Imagine the chaos if the reader in the divine babysitters/ too many Zamasu’s thing got sick
You don’t even sneeze dramatically.
It’s small. A tiny: “…achoo.”
But to the Zamasu collective?
It’s the sound of the cosmos tearing itself apart.
You: sniffles Zamasu #1: “BELOVED MORTAL, WHAT WAS THAT???”
You: “I think I’m getting a little—” Zamasu #2: “POISONED?!?”
You: “No—” Zamasu #3: “CURSED??”
You: “Just sick—” Zamasu #4 clutching you like a Victorian wet cat: “THE FRAGILITY OF MORTALITY IS PAINFUL TO WITNESS.”
A chorus of Zamasus rise in divine harmony: “THIS IS INTOLERABLE.”
They don’t understand “colds.” Or “viruses.” Or “immune systems.”
But they do understand that you’re warm, tired, and sniffly.
Which means: They start naming it like it’s a sacred plague.

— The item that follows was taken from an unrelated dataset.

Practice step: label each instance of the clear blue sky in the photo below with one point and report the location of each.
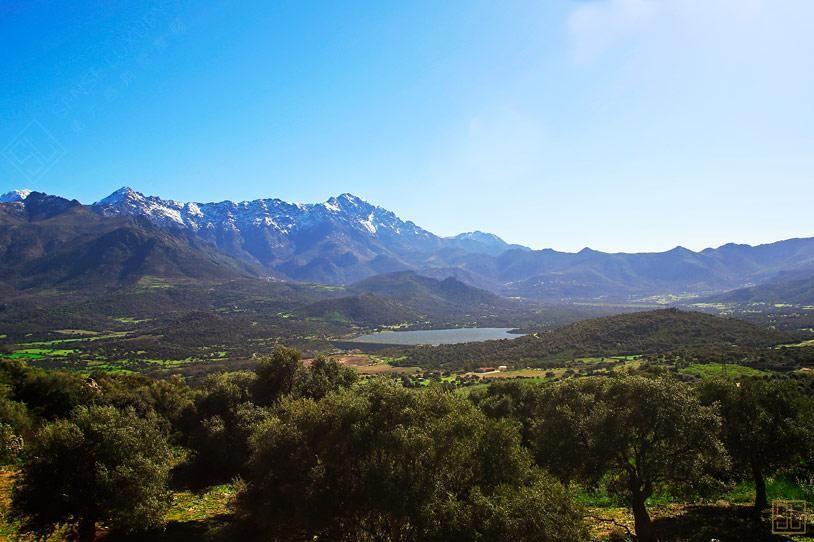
(627, 125)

“The Affliction of the Quiet Flame.”
“Soul-Drain Through Nasal Channels.”
“The Mortal Dissolution Syndrome.”
“Water Leakage From Face Orifices.”
You: “It’s literally just a cold.”
Zamasu #12: “A cold? A cold? MORTALS DIE FROM COLD!”
You: “They don’t.”
Zamasu #12: “THEY DO NOW.”
They refuse to move you; they build around you.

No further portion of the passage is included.